Numerical error in matmul results between using fixed-size and dynamic arrays

Hi all,

I encounter a weird numerical behaviour of dynamic arrays and matrix multiplication with pgi fortran. In the sample code below, I am passing dynamic arrays and fixed-size arrays into subroutines and do the matrix multiplication inside of the subroutines, respectively, and then I check if the two give the same result. Originally I thought they should be the same as the only difference between the two here is the way of defining the array.

module mathOps
    subroutine matmul_fix(x,y,result,N,M)
        real,dimension(N,M) :: x, y
        real,dimension(N,M) :: result

        result = matmul(x, y)
    end subroutine matmul_fix

    subroutine matmul_dynamic(x,y,result)
        real,dimension(:,:) :: x, y
        real,dimension(:,:) :: result

        result = matmul(x, y)
    end subroutine matmul_dynamic
end module mathOps

program testMatMul
    use mathOps
    implicit none
    integer, parameter :: N = 256
    integer, parameter :: M = 256
    real :: x_mat(N, M), y_mat(N, M),z_mat(N, M),z_mat2(N, M)

    call random_number(x_mat)
    call random_number(y_mat)

    call matmul_dynamic(x_mat, y_mat, z_mat)
    call matmul_fix(x_mat, y_mat, z_mat2, N, M)

    write(*,*) 'Error between fixed and dynamic ',sum(abs(z_mat-z_mat2))
end program testMatMul

I compile the above code as follow:

pgf90 -o test test.f90

and the output is

Error between fixed and dynamic    0.7801056

Surprisingly, I find that there is a significant difference between the two! I also notice that such error is reduced if I add a -r8 compiler flag to enforce double precision.

pgf90 -o test test.f90 -r8
Error between fixed and dynamic    1.6325714113918366E-009

But such difference is still quite unsettling as I also try to compile with Intel and GNU Fortran compiler, and their results are both machine precision 0:

ifort -o test test.f90
Error between fixed and dynamic    0.0000000E+00

gfortran -o test test.f90
Error between fixed and dynamic    0.0000000E+00

So it seems that there is a compiler-related issue. Could anyone enlighten me what is the cause of such discrepancy? Here is the version information of the pgi compiler I am using:

pgf90 19.4-0 LLVM 64-bit target on x86-64 Linux -tp skylake 
PGI Compilers and Tools
Copyright (c) 2019, NVIDIA CORPORATION.  All rights reserved.

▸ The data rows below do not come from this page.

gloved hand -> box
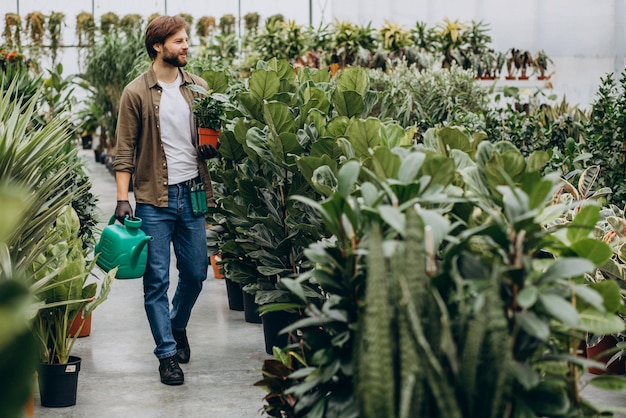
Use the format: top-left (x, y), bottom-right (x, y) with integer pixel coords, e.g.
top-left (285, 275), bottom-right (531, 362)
top-left (198, 142), bottom-right (220, 160)
top-left (114, 200), bottom-right (133, 224)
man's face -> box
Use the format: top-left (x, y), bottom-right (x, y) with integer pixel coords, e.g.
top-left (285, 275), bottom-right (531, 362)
top-left (161, 29), bottom-right (189, 67)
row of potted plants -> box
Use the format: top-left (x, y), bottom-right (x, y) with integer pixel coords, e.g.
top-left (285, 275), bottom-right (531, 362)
top-left (188, 60), bottom-right (624, 416)
top-left (3, 12), bottom-right (552, 80)
top-left (0, 72), bottom-right (115, 406)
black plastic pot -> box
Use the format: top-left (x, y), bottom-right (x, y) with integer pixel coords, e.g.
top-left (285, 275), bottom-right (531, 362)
top-left (224, 278), bottom-right (244, 311)
top-left (37, 356), bottom-right (81, 408)
top-left (243, 292), bottom-right (261, 324)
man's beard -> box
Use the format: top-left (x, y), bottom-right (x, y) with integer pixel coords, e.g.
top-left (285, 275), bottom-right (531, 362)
top-left (163, 51), bottom-right (187, 68)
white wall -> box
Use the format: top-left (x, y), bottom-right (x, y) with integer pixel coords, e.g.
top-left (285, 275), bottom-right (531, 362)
top-left (6, 0), bottom-right (626, 107)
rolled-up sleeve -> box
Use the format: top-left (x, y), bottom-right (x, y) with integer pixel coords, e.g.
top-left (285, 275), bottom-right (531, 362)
top-left (113, 88), bottom-right (141, 173)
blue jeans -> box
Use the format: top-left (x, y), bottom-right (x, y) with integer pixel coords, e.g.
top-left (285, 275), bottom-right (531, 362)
top-left (135, 183), bottom-right (209, 359)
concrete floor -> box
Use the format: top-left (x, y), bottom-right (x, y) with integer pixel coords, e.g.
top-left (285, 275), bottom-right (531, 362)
top-left (35, 150), bottom-right (626, 418)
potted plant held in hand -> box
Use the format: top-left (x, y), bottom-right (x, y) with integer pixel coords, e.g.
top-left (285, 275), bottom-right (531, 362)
top-left (189, 85), bottom-right (228, 149)
top-left (33, 206), bottom-right (117, 407)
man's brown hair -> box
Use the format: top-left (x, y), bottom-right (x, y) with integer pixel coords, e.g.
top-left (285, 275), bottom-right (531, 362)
top-left (146, 16), bottom-right (187, 60)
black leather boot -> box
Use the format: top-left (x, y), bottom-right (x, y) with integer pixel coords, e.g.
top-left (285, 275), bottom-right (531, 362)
top-left (159, 355), bottom-right (185, 385)
top-left (172, 328), bottom-right (191, 363)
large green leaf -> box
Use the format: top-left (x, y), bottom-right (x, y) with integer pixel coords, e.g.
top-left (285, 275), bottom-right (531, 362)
top-left (296, 155), bottom-right (337, 196)
top-left (515, 311), bottom-right (550, 341)
top-left (578, 309), bottom-right (626, 335)
top-left (539, 293), bottom-right (578, 327)
top-left (539, 257), bottom-right (595, 283)
top-left (200, 70), bottom-right (228, 93)
top-left (570, 238), bottom-right (613, 266)
top-left (337, 67), bottom-right (369, 96)
top-left (332, 90), bottom-right (365, 118)
top-left (345, 118), bottom-right (381, 159)
top-left (567, 205), bottom-right (606, 245)
top-left (249, 69), bottom-right (280, 105)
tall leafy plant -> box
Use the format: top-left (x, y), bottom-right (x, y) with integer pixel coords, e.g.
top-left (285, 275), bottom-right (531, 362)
top-left (260, 129), bottom-right (624, 417)
top-left (585, 72), bottom-right (626, 205)
top-left (80, 28), bottom-right (149, 147)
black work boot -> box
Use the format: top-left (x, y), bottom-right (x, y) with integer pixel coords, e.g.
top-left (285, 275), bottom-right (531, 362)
top-left (172, 328), bottom-right (191, 363)
top-left (159, 355), bottom-right (185, 385)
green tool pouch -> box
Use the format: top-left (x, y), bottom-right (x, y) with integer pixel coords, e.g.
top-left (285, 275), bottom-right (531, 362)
top-left (189, 180), bottom-right (209, 216)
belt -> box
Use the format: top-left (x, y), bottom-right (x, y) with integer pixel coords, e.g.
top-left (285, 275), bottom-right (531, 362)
top-left (173, 176), bottom-right (202, 187)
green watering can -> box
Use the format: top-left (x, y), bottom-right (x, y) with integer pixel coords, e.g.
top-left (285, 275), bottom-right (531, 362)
top-left (94, 215), bottom-right (152, 279)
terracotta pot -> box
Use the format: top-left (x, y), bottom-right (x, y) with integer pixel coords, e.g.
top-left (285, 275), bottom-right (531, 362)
top-left (587, 336), bottom-right (626, 374)
top-left (198, 128), bottom-right (220, 149)
top-left (67, 314), bottom-right (91, 338)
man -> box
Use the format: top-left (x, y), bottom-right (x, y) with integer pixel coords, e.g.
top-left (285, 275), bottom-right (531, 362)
top-left (113, 16), bottom-right (216, 385)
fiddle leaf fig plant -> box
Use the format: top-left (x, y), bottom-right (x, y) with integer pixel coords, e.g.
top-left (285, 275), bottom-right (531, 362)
top-left (260, 129), bottom-right (624, 417)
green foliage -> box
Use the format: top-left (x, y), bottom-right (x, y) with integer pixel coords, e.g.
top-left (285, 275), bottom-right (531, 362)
top-left (80, 29), bottom-right (149, 147)
top-left (270, 128), bottom-right (624, 417)
top-left (585, 72), bottom-right (626, 206)
top-left (29, 207), bottom-right (117, 364)
top-left (369, 64), bottom-right (488, 135)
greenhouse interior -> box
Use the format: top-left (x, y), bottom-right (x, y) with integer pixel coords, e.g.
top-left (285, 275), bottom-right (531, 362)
top-left (0, 0), bottom-right (626, 418)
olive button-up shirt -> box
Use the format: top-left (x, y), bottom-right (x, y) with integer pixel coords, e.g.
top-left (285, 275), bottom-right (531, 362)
top-left (113, 68), bottom-right (214, 207)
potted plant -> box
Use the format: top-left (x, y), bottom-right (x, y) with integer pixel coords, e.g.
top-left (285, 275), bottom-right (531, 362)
top-left (189, 85), bottom-right (228, 149)
top-left (33, 206), bottom-right (116, 407)
top-left (534, 49), bottom-right (553, 80)
top-left (2, 13), bottom-right (22, 50)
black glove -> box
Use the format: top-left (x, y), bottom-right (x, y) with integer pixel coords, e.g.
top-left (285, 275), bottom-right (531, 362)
top-left (115, 200), bottom-right (133, 224)
top-left (198, 142), bottom-right (220, 160)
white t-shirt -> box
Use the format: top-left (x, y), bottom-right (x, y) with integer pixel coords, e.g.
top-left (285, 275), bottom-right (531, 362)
top-left (159, 73), bottom-right (198, 184)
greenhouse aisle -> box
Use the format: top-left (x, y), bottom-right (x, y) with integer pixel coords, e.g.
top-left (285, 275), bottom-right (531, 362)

Yes, it is unfortunate but it looks like we choose a different matmul algorithm when the bounds are compile-time constants vs. when they are passed in at runtime. Both answers are correct within round-off error. You can see this in a couple of ways. To ensure exact arithmetic for a problem this size, do something like this:

call random_number(x_mat)
call random_number(y_mat)
x_mat = real(int(x_mat * 10.0))
y_mat = real(int(y_mat * 10.0))

Also, if you look at any of the maximum differences:
write(,) 'Max diff between fixed and dynamic ',maxval(abs(z_mat-z_mat2))

You’ll see that the max difference for any point is around 7.e-5, which for a 256 element dot product is reasonable, and when you add 65536 of those together, you get to the value you print out.

Hi brentl,

Thanks a lot for the explanation. Indeed the max error is a better metric than the total error sum, and from that the difference is not that bad. But I have to say 7e-5 is still a little bit higher than my comfortable expectation of round-off error for single precision float… Nevertheless my intention is to raise the awareness of this particular behaviour of pgfortran to the community since matmul is such a fundamental operation and I did not find other related discussion about it online.